# Sentiment Analaysis

Sentiment analaysis(text-classification) using DistillBert.

We'll cover,
    1. Datasets --> Load and process datasets
    2. Tokenizers --> Tokenize input text
    3. Transformers --> Load models, train and infer
    4. Datasets --> Load metrics and evaluate models

## The Dataset

To build our emotional detectors, we're gonna use an article that explored how emotions are represented in English Twitter messages.
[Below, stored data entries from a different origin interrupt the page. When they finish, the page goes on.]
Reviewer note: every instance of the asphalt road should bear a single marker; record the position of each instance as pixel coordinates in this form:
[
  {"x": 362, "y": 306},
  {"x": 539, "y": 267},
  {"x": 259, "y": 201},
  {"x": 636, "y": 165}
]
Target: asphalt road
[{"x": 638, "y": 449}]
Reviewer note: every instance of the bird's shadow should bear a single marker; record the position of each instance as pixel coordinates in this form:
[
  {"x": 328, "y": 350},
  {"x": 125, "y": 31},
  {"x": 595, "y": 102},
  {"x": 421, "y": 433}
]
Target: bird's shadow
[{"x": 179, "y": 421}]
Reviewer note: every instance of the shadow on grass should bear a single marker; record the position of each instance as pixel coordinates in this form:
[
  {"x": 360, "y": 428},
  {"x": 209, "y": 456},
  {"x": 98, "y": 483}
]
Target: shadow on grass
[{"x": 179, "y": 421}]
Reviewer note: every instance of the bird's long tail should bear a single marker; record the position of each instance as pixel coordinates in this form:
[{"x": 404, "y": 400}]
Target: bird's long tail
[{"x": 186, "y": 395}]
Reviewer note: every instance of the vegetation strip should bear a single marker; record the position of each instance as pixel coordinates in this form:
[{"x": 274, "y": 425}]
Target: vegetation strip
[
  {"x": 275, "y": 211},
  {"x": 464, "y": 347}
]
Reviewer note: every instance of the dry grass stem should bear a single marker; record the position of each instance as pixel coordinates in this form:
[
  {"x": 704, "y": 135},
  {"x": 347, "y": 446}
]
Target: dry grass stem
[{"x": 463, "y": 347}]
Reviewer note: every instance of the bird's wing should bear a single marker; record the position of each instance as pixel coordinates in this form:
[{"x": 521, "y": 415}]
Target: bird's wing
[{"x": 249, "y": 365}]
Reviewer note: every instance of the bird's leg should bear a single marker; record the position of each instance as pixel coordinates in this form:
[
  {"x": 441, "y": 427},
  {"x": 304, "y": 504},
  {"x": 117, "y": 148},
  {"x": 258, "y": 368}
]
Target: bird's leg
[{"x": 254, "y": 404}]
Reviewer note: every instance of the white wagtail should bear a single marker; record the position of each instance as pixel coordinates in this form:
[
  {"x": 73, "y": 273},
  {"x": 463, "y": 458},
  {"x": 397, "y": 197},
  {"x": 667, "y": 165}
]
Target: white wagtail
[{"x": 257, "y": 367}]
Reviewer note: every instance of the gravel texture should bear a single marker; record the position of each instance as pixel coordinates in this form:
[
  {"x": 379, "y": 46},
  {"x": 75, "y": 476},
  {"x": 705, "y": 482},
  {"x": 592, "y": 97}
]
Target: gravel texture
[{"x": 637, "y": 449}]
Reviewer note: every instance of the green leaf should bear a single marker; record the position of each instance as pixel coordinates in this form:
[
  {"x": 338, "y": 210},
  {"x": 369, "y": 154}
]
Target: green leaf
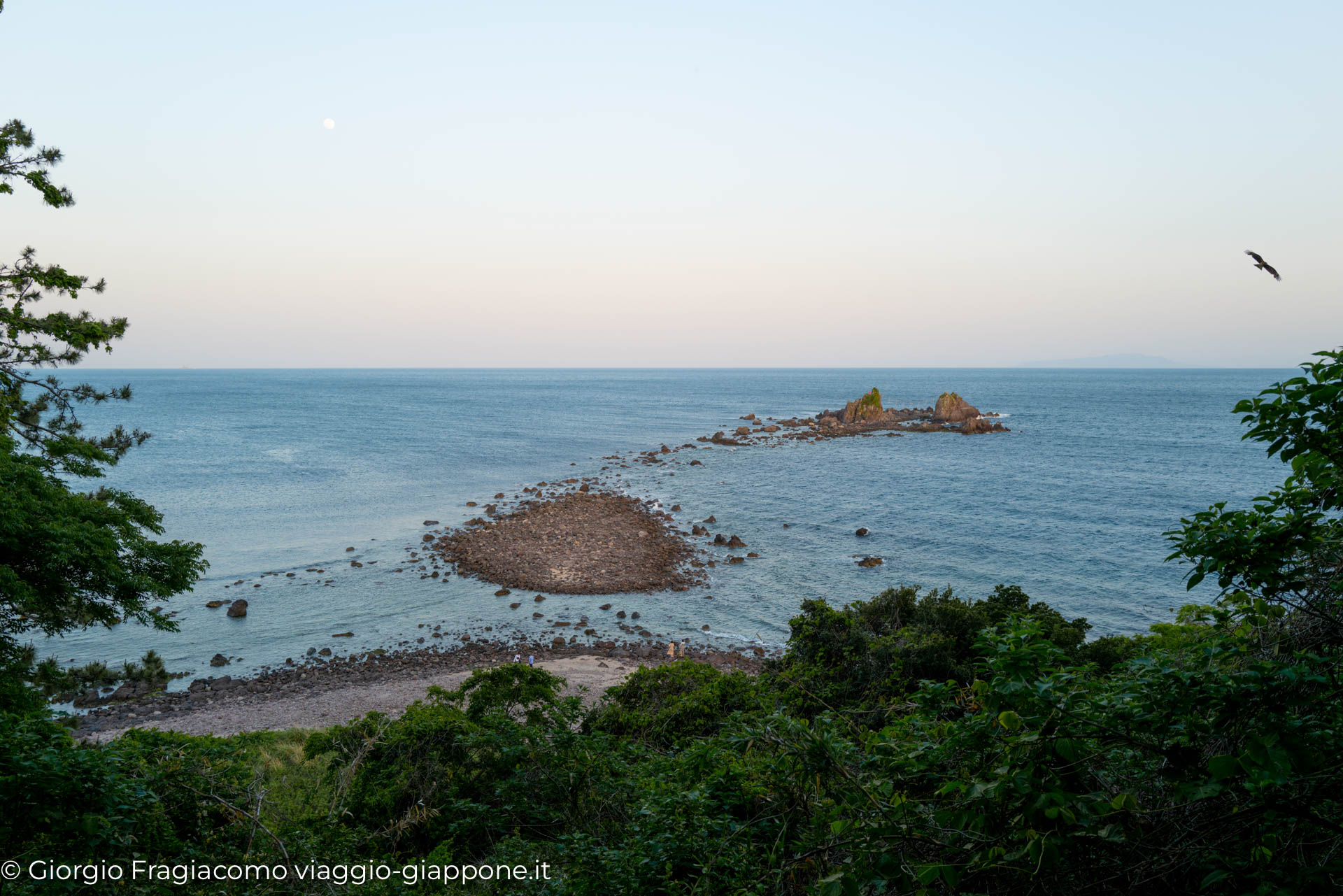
[{"x": 1224, "y": 766}]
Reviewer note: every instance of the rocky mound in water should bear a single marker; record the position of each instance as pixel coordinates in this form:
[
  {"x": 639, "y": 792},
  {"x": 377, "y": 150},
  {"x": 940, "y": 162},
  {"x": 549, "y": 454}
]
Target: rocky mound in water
[
  {"x": 953, "y": 408},
  {"x": 864, "y": 410},
  {"x": 865, "y": 415},
  {"x": 576, "y": 543}
]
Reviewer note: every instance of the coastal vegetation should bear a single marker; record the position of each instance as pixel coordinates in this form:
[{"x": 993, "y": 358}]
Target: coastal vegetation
[{"x": 69, "y": 559}]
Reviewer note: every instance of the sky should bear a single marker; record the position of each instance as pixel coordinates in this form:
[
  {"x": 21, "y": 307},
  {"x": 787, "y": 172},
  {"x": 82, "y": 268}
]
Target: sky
[{"x": 690, "y": 185}]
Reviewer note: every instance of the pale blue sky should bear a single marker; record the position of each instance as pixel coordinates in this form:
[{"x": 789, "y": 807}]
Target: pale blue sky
[{"x": 689, "y": 185}]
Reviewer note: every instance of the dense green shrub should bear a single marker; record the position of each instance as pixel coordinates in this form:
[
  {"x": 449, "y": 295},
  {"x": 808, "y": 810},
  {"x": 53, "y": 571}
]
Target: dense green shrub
[
  {"x": 868, "y": 656},
  {"x": 661, "y": 706}
]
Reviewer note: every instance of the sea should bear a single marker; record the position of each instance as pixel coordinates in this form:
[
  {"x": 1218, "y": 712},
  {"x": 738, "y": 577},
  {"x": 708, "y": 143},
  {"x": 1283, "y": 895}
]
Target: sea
[{"x": 283, "y": 471}]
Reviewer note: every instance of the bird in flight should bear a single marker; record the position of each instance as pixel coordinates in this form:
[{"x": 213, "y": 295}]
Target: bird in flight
[{"x": 1263, "y": 265}]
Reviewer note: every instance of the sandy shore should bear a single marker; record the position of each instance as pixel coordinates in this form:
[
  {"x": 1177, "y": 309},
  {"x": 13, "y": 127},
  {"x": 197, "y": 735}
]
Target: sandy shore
[{"x": 230, "y": 715}]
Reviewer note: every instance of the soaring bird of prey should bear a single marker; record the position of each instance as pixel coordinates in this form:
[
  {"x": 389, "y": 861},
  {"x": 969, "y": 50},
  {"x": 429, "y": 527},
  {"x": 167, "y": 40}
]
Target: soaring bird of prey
[{"x": 1263, "y": 265}]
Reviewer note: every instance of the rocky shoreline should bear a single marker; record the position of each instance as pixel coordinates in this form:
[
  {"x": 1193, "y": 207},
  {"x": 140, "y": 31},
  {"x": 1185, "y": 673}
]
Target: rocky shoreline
[{"x": 376, "y": 669}]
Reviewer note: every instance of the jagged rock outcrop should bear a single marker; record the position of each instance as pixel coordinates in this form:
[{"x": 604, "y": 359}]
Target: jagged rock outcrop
[
  {"x": 864, "y": 410},
  {"x": 953, "y": 408},
  {"x": 979, "y": 425}
]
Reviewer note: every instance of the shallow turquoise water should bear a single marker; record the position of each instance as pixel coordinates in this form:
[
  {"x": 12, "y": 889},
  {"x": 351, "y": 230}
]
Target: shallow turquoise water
[{"x": 280, "y": 471}]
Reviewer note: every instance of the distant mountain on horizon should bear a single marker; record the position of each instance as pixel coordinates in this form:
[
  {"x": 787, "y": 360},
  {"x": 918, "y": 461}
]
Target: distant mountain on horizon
[{"x": 1108, "y": 360}]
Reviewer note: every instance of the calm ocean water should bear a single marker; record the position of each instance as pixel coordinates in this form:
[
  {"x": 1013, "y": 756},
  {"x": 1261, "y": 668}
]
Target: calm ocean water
[{"x": 281, "y": 471}]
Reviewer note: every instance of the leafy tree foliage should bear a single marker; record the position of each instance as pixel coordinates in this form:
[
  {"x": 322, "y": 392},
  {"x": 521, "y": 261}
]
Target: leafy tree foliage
[
  {"x": 1288, "y": 546},
  {"x": 67, "y": 559}
]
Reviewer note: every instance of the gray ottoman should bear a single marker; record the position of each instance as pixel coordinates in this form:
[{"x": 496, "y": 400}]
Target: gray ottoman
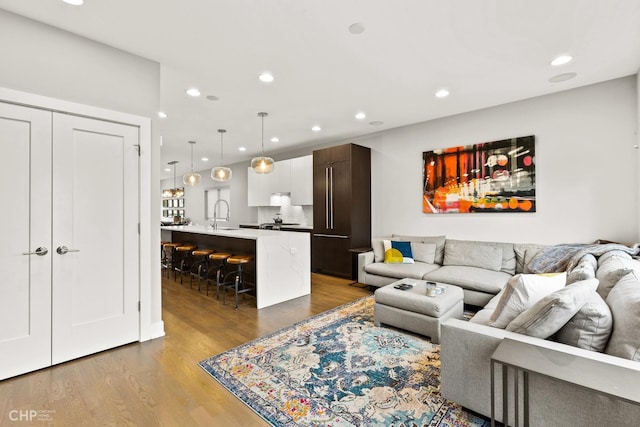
[{"x": 414, "y": 311}]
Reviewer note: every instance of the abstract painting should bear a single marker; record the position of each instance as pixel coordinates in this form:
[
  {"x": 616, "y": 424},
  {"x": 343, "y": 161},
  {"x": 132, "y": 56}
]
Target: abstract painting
[{"x": 496, "y": 176}]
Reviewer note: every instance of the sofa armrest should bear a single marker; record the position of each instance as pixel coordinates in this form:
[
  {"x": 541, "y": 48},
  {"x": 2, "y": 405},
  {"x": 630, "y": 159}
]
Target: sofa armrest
[
  {"x": 466, "y": 350},
  {"x": 465, "y": 355},
  {"x": 364, "y": 259}
]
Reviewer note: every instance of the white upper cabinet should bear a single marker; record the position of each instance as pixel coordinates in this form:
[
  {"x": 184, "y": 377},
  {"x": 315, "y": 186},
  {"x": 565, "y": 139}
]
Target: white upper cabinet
[
  {"x": 280, "y": 178},
  {"x": 293, "y": 176},
  {"x": 258, "y": 191},
  {"x": 302, "y": 180}
]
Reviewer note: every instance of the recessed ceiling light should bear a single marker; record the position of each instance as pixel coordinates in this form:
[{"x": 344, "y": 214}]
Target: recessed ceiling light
[
  {"x": 562, "y": 77},
  {"x": 561, "y": 60},
  {"x": 356, "y": 28},
  {"x": 266, "y": 77}
]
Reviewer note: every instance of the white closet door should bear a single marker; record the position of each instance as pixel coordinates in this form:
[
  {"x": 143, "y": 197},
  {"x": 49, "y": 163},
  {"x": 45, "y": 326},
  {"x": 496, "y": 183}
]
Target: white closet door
[
  {"x": 95, "y": 217},
  {"x": 25, "y": 217}
]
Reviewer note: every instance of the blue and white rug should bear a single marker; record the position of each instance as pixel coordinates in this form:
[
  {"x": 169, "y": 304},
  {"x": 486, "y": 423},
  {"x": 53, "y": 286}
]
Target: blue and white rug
[{"x": 338, "y": 369}]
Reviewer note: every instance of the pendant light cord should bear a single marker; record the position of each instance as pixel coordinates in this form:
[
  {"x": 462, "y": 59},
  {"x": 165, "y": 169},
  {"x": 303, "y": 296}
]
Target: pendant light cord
[{"x": 192, "y": 143}]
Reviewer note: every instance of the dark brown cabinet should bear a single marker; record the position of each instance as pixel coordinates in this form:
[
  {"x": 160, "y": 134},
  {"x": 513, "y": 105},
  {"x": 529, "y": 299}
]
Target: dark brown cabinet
[{"x": 341, "y": 207}]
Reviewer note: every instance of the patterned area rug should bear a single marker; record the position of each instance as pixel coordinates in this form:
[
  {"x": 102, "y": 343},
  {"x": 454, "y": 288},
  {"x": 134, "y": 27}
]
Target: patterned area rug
[{"x": 338, "y": 369}]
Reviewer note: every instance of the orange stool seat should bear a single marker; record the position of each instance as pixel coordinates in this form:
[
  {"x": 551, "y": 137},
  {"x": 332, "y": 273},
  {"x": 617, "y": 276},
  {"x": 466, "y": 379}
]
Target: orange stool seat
[
  {"x": 183, "y": 260},
  {"x": 235, "y": 279}
]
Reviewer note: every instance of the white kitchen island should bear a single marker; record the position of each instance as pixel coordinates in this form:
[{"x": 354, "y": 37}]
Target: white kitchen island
[{"x": 282, "y": 259}]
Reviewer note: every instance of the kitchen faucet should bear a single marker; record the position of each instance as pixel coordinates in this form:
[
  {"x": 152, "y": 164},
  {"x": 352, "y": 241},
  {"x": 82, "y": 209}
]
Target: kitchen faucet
[{"x": 215, "y": 210}]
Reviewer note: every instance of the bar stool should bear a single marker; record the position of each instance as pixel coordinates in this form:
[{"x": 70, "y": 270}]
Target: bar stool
[
  {"x": 217, "y": 266},
  {"x": 163, "y": 257},
  {"x": 236, "y": 278},
  {"x": 183, "y": 260},
  {"x": 199, "y": 265},
  {"x": 169, "y": 250}
]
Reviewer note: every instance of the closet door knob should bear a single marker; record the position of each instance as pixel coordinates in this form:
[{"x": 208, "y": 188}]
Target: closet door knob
[
  {"x": 63, "y": 250},
  {"x": 41, "y": 251}
]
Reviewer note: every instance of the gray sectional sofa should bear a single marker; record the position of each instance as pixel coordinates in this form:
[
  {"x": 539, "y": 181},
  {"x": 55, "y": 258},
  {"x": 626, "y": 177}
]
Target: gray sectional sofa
[
  {"x": 604, "y": 326},
  {"x": 481, "y": 269}
]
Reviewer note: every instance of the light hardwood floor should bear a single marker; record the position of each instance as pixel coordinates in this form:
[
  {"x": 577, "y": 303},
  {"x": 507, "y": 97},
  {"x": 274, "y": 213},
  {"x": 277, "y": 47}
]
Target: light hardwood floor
[{"x": 159, "y": 382}]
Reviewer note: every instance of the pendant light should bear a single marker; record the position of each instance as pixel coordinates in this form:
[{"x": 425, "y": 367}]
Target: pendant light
[
  {"x": 221, "y": 173},
  {"x": 174, "y": 191},
  {"x": 191, "y": 179},
  {"x": 262, "y": 164}
]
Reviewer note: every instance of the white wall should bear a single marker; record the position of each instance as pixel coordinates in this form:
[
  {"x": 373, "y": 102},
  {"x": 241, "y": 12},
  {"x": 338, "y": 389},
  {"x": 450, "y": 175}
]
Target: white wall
[
  {"x": 44, "y": 60},
  {"x": 586, "y": 168}
]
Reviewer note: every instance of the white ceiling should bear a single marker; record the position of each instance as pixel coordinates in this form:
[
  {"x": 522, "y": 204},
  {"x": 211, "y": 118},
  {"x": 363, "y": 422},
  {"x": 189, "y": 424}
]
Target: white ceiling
[{"x": 486, "y": 52}]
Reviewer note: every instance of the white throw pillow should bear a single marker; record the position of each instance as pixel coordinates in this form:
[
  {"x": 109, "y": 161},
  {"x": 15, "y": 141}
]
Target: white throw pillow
[
  {"x": 624, "y": 301},
  {"x": 591, "y": 326},
  {"x": 523, "y": 291},
  {"x": 553, "y": 311}
]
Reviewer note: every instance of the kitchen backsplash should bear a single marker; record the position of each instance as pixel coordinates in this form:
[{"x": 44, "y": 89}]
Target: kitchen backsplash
[{"x": 302, "y": 215}]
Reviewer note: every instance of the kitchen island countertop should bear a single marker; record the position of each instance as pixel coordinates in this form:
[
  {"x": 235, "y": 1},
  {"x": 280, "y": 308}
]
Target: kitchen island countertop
[
  {"x": 240, "y": 233},
  {"x": 282, "y": 259}
]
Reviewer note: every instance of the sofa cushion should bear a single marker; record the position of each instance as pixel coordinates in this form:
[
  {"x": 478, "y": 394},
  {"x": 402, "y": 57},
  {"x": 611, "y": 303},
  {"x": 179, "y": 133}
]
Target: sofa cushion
[
  {"x": 525, "y": 253},
  {"x": 522, "y": 292},
  {"x": 478, "y": 279},
  {"x": 396, "y": 252},
  {"x": 612, "y": 269},
  {"x": 585, "y": 269},
  {"x": 400, "y": 271},
  {"x": 424, "y": 252},
  {"x": 508, "y": 254},
  {"x": 378, "y": 248},
  {"x": 472, "y": 255},
  {"x": 438, "y": 240},
  {"x": 553, "y": 311},
  {"x": 624, "y": 301},
  {"x": 590, "y": 328},
  {"x": 620, "y": 254}
]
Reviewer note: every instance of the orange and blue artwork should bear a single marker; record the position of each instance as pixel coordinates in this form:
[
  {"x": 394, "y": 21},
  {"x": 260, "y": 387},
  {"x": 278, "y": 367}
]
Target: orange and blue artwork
[{"x": 496, "y": 176}]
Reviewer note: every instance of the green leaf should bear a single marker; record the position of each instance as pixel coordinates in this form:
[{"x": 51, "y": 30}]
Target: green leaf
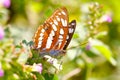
[
  {"x": 50, "y": 77},
  {"x": 106, "y": 52},
  {"x": 99, "y": 47}
]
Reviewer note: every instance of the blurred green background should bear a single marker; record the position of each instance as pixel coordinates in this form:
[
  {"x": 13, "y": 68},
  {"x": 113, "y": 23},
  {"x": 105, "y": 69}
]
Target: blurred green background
[{"x": 24, "y": 16}]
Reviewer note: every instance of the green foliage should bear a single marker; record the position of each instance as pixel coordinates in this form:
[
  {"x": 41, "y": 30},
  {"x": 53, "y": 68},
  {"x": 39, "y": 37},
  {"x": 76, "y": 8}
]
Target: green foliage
[{"x": 92, "y": 54}]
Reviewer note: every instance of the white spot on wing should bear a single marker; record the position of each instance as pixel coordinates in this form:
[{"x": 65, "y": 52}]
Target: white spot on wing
[
  {"x": 61, "y": 31},
  {"x": 39, "y": 44},
  {"x": 63, "y": 13},
  {"x": 64, "y": 22},
  {"x": 54, "y": 27},
  {"x": 55, "y": 22},
  {"x": 49, "y": 41},
  {"x": 42, "y": 30},
  {"x": 59, "y": 13},
  {"x": 58, "y": 19},
  {"x": 60, "y": 36},
  {"x": 41, "y": 34},
  {"x": 53, "y": 33},
  {"x": 67, "y": 36},
  {"x": 40, "y": 38},
  {"x": 70, "y": 30}
]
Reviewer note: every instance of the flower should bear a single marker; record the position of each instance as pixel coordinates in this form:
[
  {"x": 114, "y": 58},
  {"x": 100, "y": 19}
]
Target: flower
[
  {"x": 37, "y": 67},
  {"x": 1, "y": 72},
  {"x": 54, "y": 62},
  {"x": 5, "y": 3},
  {"x": 1, "y": 33},
  {"x": 106, "y": 18},
  {"x": 88, "y": 46}
]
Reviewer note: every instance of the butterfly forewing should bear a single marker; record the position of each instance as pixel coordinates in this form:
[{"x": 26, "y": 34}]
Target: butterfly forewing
[
  {"x": 53, "y": 33},
  {"x": 71, "y": 30}
]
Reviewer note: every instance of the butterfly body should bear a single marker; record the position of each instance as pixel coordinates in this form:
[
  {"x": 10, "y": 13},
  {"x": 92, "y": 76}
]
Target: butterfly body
[{"x": 55, "y": 34}]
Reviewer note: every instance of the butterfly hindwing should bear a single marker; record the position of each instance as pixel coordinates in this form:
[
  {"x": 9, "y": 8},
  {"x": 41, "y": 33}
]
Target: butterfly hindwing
[{"x": 52, "y": 34}]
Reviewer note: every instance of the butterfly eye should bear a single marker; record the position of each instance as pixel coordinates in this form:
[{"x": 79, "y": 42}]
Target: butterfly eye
[{"x": 55, "y": 33}]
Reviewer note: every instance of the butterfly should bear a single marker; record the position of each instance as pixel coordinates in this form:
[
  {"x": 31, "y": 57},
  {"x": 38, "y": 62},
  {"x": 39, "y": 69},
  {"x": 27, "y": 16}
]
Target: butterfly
[{"x": 55, "y": 34}]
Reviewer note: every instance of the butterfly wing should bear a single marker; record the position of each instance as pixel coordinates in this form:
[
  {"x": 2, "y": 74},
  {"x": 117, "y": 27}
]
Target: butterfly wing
[
  {"x": 72, "y": 26},
  {"x": 52, "y": 34}
]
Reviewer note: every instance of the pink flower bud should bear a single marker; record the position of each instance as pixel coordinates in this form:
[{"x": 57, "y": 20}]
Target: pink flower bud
[{"x": 1, "y": 33}]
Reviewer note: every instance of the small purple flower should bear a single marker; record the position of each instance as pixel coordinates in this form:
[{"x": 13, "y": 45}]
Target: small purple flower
[
  {"x": 106, "y": 18},
  {"x": 88, "y": 46},
  {"x": 6, "y": 3},
  {"x": 38, "y": 67},
  {"x": 1, "y": 72},
  {"x": 1, "y": 33}
]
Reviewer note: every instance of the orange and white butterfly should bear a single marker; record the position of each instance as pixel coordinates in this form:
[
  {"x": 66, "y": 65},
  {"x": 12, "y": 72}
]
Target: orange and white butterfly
[{"x": 55, "y": 34}]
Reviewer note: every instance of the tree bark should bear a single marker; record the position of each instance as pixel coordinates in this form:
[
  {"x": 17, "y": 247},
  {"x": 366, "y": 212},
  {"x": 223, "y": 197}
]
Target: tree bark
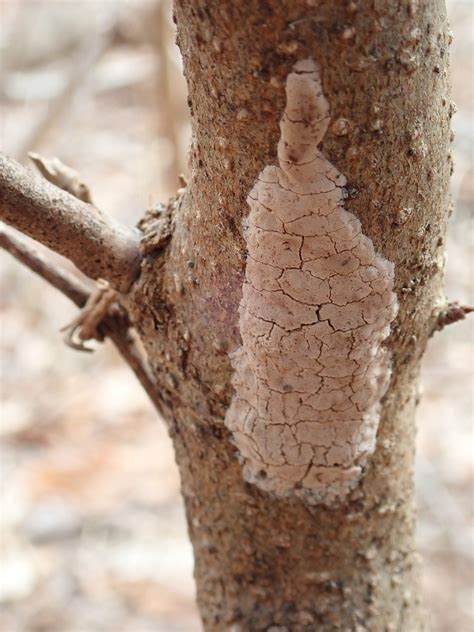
[{"x": 263, "y": 561}]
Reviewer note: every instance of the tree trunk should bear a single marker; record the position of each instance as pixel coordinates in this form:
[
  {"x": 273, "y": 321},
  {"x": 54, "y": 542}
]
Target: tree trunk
[{"x": 264, "y": 560}]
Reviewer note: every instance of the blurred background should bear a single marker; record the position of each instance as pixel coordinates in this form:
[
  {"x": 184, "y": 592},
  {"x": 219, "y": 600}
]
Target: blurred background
[{"x": 93, "y": 535}]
This datasets contains six-basic emotions: anger, disgust, fear, joy, sadness and surprise.

Given a tweet, we've to train a model that can classify into one of these emotions.

### First look at Hugging Face Datasets

`list_datasets()` from `datasets` will list all dataset available in Hub.

In [1]:
from datasets import list_datasets

all_datasets = list_datasets()

In [2]:
type(all_datasets)

list

In [3]:
print(f"There are {len(all_datasets)} in hub")
print(f"The first 10 are: a{all_datasets[:10]}")

There are 39590 in hub
The first 10 are: a['acronym_identification', 'ade_corpus_v2', 'adversarial_qa', 'aeslc', 'afrikaans_ner_corpus', 'ag_news', 'ai2_arc', 'air_dialogue', 'ajgt_twitter_ar', 'allegro_reviews']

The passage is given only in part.